Now we will test our prediction of wt, qsec and am being predictor of mpg.
fit1<- lm(mpg ~ wt + qsec + am, data = mtcars)
fit2<- lm(mpg ~ wt + qsec, data = mtcars)
Now data population. Two data frames for
data1 = data.frame(wt = mean(mtcars$wt), qsec = mean(mtcars$qsec), am = 0)
data2 = data.frame(wt = mean(mtcars$wt), qsec = mean(mtcars$qsec), am = 1)
Now using predict function
predict_am0<- predict(fit1, newdata = data1, level=0.95, interval="confidence")
predict_am1<- predict(fit1, newdata = data2, level=0.95, interval="confidence")
predict_withoutam<-predict(fit2, newdata = data1, level=0.95, interval="confidence")
predict_test<-rbind(predict_am0,predict_am1,predict_withoutam)
kable(x = predict_test,align = NULL, padding = 10,caption = "Comparision of prediction test")
| fit | lwr | upr | |
|---|---|---|---|
| 1 | 18.89794 | 17.42441 | 20.37147 |
| 1 | 21.83378 | 19.90054 | 23.76702 |
| 1 | 20.09062 | 19.15198 | 21.02927 |
There is difference of 3 mpg units as earlier predicted between predicted values for Automatic (predict_am0) and Manual (predict_am1) Without using am as variable for prediction (predict_withoutam) value lies in between earlier two predictions.
This indicates am mode makes a difference but not a huge differnce.
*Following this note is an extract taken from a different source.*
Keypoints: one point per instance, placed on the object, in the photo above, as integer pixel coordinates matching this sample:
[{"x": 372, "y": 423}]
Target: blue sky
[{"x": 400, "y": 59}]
Prediction of mpg if done with am can result more or less within the limits.
Form our analysis we can infer the following
Manual transmission mode gives 7.25 mpg more than autromatic, but that is not a good prediction as variance explained is only 34%.
If we add Weight (wt) and acceleration (qsec) than Manual transmission mode gives 2.9 mpg better than automatic. This is a very good prediction as r squared is at 84%. Much better than earlier ratio.
Prediction of mpg without transmission mode can be done without transmission mode also with r squared ratio at 81% (model fit2).
Overall, there are better predictors of mpg than transmission mode.
Diagnostic plots of the residuals for model fit 2.
par(mfrow=c(2,2))
plot(fit2)
The residuals have some outliers but overall normally distributed.